Louis Prota Giurleo Miraglia Gulotti (1857-1916) was the first Primate of the Chiesa Episcopale Nazionale Italiana. He was Prelate-Commander of the Order of the Crown of Thorns for Italy.
He was ordained priest in the Roman Catholic Church in Italy in 1879, taking the name Paulo, and joined the Society of Jesus. On 2 May 1895 he founded the Chiesa Cattolica Italiana Indipendente, and as a result was excommunicated by Rome on 15 April 1896. He founded the journal Le Jerome Savonarole. Prince-Abbot Joseph III consecrated him in Paris as Bishop of Piacenza and head of the Chiesa Episcopale Nazionale Italiana on 6 May 1900. Hearing of this event, Pope Leo XIII excommunicated Prince-Abbot Joseph III and confirmed the earlier excommunication of Gulotti on 13 June.
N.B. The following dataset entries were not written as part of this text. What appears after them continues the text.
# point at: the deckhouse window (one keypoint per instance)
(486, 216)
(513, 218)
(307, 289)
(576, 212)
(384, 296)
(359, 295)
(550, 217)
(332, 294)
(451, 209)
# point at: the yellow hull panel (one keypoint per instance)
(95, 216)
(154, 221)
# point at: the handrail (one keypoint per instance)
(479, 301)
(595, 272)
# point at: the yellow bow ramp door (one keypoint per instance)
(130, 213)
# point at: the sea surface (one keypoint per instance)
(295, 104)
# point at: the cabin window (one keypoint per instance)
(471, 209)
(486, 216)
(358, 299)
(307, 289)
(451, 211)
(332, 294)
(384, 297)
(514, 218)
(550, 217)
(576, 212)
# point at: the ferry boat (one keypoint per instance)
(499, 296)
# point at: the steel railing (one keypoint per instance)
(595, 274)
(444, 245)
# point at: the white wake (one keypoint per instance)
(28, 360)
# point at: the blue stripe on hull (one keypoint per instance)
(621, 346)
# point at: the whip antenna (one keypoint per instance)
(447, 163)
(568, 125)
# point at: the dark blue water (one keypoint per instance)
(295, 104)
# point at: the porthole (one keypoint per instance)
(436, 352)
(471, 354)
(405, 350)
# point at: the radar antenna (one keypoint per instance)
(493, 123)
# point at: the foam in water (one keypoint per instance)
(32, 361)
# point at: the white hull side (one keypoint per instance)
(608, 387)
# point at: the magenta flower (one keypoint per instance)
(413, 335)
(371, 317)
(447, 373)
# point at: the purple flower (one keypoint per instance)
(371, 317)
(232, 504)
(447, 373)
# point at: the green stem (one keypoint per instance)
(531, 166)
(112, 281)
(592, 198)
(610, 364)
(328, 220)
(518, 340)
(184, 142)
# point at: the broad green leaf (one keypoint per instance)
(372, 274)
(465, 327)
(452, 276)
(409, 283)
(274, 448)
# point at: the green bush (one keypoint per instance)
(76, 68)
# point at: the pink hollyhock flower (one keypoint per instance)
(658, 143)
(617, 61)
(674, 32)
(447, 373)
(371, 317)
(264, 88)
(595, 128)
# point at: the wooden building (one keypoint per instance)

On 15 September 1900, Gulotti established the Seminario Teologico di Formazione Presbiterale, Milan. Between 1900 and 1904 he was a refugee on Corsica, and there joined an independent Old Catholic mission. In May 1908 he settled in New York where he was Prince-Abbot Joseph III’s suffragan, and with him subscribed to the Declaration of Ecclesiastical Principles issued on 6 January 1910. He ministered extensively to Italian-American communities and established missions in New York, Ohio, New Jersey and West Virginia. In addition, he visited England, and consecrated William Patterson Whitebrook, a barrister, at Headley, Hampshire, on 27 December 1908.
During 1916, Mgr. Gulotti was partially paralyzed and came to live with Prince-Abbot Joseph III at the rectory of Our Lady in Chicago. On June 25 he died of heart disease. His jurisdiction was subsequently incorporated into the North American Old Roman Catholic Church, which has several successor bodies that survive today.